Birkaç yıldır, kişisel sorunlardan ve iş yoğunluğundan ötürü yaz tatili yapamamış, daha doğrusu denize, temiz havaya ve doğaya hasret kalmıştım. Nihayet bu yıl yaz tatili için bir dostumun tavsiyesi ile Assos antik kentinin yanı başındaki Behramkale’de on günlük bir tatil yapmaya karar verdik. Gideceğimizi duyan Salih Güney de bize katıldı. Meğer o da aynı duyguları taşıyarak, paparazzilerden uzak tatil yapmayı istiyormuş.

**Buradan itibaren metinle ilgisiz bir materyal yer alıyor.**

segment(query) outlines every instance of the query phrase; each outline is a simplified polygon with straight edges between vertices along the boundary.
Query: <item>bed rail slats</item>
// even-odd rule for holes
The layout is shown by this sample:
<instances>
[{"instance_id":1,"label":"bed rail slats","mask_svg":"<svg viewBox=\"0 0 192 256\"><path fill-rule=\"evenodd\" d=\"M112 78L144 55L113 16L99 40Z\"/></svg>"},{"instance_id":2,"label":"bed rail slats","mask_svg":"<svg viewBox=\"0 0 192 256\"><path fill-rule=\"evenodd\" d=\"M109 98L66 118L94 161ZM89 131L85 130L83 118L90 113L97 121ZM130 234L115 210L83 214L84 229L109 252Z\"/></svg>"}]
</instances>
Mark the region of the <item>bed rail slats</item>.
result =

Gerçekten kalabalıktan, insan yığınlarından ve gözden uzakta tatil yapmanın keyfi bir başka oluyordu. Bundan önceki yıllarda yaptığımız tatilleri Bodrum, Antalya ve Marmaris’te yapmıştık. Televizyonların paparazzi programlarında artık sık sık görülen bu tatil yöreleri bizim için tüm özelliğini yitirmiştir. Özellikle l980’li yıllardan sonra fırsat buldukça, bazen yılda iki kez gittiğim Bodrum benim kafamdan artık tamamen silinmiştir. Geçmişte hayran olduğum Bodrum’da bugün sit alanı olgusu tamamen delinmiş, beton yığınları yerden bitercesine tepelere kadar uzanmış, kibrit kutularına benzeyen tatil siteleri yarımadayı tümüyle sarmıştır. Bütün bu yanlış yerleşim, Halikarnas Balıkçısı’nın tüm dünyaya tanıttığı Bodrum’u benim için de bitirmiştir.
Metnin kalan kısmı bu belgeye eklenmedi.